Early identification of ACEs, or situations which could create ACEs, has been found to be effective in addressing conditions which could lead to traumatic experiences and address potential mental, behavioral, or physical issues which may result. As a Federally Qualified Health Center (FQHC), MFC is the healthcare home for Muskegon County's most vulnerable residents who lack health insurance or who are underinsured. As such, MFC serves a population that is more diverse and more impoverished than the County's population as a whole. Therefore, MFC can be at the forefront in early identification of ACEs and coordination of interventions to address social determinants of health and evidence of trauma within youth and adults as a family unit. MFC will implement new screening protocols within its Pediatrics Department as part of regular well child visits utilizing a new screening tool which will be developed by MFC medical and behavioral health staff with input from Advisory Board members. The new screening tool will be a hybrid of the Life Events Checklist for DSM-5 (LEC5), PEARLS for Children & Adolescents screening tool (Child [Parent-Caregiver Report] and Teen [Self-Report]), and ACEs Questionnaire for Adults. Screening protocols will be differentiated for children under the age of thirteen, adolescents aged 13 to 17, and adults.

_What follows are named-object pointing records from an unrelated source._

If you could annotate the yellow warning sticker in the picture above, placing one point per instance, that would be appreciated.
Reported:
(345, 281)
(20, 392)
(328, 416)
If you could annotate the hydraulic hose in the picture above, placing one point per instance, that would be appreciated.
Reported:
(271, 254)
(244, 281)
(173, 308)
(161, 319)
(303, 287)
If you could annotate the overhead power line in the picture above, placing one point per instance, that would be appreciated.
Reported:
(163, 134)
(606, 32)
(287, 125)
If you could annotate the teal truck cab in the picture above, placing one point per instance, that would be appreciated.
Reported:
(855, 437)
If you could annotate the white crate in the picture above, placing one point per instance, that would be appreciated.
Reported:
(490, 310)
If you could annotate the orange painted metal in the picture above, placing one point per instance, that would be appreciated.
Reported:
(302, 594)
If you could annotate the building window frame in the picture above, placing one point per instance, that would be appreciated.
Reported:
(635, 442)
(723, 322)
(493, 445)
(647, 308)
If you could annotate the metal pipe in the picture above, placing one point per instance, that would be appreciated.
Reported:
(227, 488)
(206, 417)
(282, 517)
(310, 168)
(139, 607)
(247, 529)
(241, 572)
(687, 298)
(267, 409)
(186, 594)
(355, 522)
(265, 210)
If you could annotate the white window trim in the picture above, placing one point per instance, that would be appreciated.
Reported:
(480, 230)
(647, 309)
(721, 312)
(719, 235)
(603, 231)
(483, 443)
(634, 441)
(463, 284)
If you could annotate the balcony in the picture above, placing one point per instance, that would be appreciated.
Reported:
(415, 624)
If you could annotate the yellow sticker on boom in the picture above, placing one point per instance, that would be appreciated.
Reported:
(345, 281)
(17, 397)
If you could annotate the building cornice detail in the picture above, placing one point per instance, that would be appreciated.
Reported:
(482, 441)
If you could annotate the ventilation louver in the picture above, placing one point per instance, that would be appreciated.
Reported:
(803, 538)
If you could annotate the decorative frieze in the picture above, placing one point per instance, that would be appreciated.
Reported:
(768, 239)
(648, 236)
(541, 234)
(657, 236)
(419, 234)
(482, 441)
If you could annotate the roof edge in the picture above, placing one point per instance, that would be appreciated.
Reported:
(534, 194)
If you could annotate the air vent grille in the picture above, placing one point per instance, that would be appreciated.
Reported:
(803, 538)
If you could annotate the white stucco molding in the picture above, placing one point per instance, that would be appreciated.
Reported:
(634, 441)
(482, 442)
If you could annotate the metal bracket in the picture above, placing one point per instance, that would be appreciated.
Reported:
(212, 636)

Further, quality of Pediatric care at MFC will be ensured by further aligning services to the American Academy of Pediatrics' Bright Futures Guidelines, with an emphasized focus on addressing social determinants of health, care for children and youth with special health care needs, and delivering care with cultural competence. This approach focuses not just on the potential trauma experienced by the child and/or parent alone, but rather treats the family as a unit with complex challenges that must be addressed for the health and benefit of all members. Through further integration between MFC's Pediatrics and Behavioral Health Departments, a Behavioral Health Case Manager will be brought in to help families who need additional support to navigate interventions. These interventions may include trauma informed care, cognitive behavioral therapy, play therapy, group therapy, and/or parenting group therapy. Additionally, a Case Manager will assist families in accessing community resources to address social determinants of health (e.g., housing, food, employment, basic needs, education support, and other forms of government assistance). A Case Manager will follow-up with families, in the home when possible, to ensure they take advantage of the community referrals given and further identify additional assistance/intervention needed. As a result of this initiative, the negative health outcomes which are closely tied to ACEs will improve in children and parents MFC serves.

Coordination:

The prevalence of ACEs and associated health issues is a community challenge that requires a community response. By expanding community partnerships with local nonprofit, faith-based, and governmental organizations, MFC will build-out a support network ready, willing, and able to serve families. This coordination will begin with formation of a Project Advisory Board comprised of representatives who have lived experience with ACEs and community interventions, medical professionals from MFC, representatives from community organizations designed to address social determinants of health, and County and State health professionals. This group will inform how this response can be inclusive of all stakeholders which share in MFC's desire to serve children and families at risk.

Evaluation:

MFC will implement a comprehensive evaluation plan which will measure the outcomes and impact of the initiative and allow the organization to oversee quality control of implementation. A combination of family health and community data will be reviewed in aggregate, pulling from not only MFC but also community partner organizations which address social determinants of health. Through implementation of the evaluation plan, MFC will be able to measure changes in community health indicators, changes in community environmental factors which impact ACEs, changes in family behaviors over time, and changes in community service delivery leading to a holistic approach to addressing community health.